The new legislation is intended to recognise that modern businesses require IT services as much as they require continued supply of utilities in order to enable them to continue in business. To that extent a new list of suppliers is added to the list of essential suppliers in s233, including certain suppliers of IT services. This means that from 1 October 2015 suppliers of IT services will not be able to make payment of pre-insolvency invoices a condition of continued supply.
In addition, the insertion of the new s233A is intended to address concerns of insolvency practitioners that certain essential suppliers were charging higher prices post-insolvency than they had pre-insolvency. Essentially, the new s233A seeks to lock essential suppliers into their pre-insolvency contracts and remove the right to rely on an insolvency event as a trigger to charge higher prices. As this new provision impinges upon the freedom of suppliers to negotiate their own commercial terms (and so price risk), s233A will only apply to contracts entered into on or after 1 October 2015.
Safeguards are built into the legislation, mainly the ability to request a personal guarantee from the insolvency practitioner to pay for post insolvency services, the ability to terminate supply for non-payment of post insolvency invoices and to apply to the court for relief (failing agreement between the supplier and the insolvency practitioner). However, it is acknowledged that despite these safeguards IT suppliers are likely to face increased hardship caused by new legislation.
Suppliers of IT services should determine whether the services they supply fall within the new legislation. The legislation states that an a IT supply falls within the regime if it is a supply for the purpose of enabling or facilitating anything to be done by electronic means, and then goes on to list data storage and processing, website hosting, computer hardware and software, assistance or advice in connection with IT and point of sale terminals. Except for the specific exclusion of merchant acquirers, this definition covers most IT supplies to businesses.

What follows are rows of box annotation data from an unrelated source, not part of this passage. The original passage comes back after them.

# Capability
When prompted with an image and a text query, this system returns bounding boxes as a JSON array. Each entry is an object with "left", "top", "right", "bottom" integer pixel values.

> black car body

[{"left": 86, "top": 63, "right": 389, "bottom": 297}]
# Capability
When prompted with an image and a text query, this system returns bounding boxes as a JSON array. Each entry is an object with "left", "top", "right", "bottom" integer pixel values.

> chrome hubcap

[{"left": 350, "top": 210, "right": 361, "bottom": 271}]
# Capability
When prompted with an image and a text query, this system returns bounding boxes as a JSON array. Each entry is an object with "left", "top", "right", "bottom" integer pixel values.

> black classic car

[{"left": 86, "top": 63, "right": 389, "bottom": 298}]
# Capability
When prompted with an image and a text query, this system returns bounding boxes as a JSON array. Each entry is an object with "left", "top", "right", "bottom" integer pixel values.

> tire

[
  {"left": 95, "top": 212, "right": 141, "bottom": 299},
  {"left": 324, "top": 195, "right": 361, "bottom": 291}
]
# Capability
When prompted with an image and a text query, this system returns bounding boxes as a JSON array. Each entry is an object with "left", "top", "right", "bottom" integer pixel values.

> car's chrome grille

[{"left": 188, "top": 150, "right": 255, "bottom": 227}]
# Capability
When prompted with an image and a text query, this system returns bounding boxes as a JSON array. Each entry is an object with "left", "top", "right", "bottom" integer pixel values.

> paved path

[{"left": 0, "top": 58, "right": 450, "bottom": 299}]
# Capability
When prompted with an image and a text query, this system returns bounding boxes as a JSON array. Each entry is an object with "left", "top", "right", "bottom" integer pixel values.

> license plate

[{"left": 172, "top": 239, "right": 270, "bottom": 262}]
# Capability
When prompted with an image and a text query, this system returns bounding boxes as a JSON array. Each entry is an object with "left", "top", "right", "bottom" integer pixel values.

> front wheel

If suppliers fall within the definition, they should immediately take steps to review their existing customer supply contracts and insolvency procedures before 1 October 2015. It may be possible to better protect against the provisions of s233A if certain pre-insolvency triggers are included within supply contracts and by putting overarching framework agreements in place which will predate the changes on 1 October 2015 and so take the supply contract outside of the remit of s233A.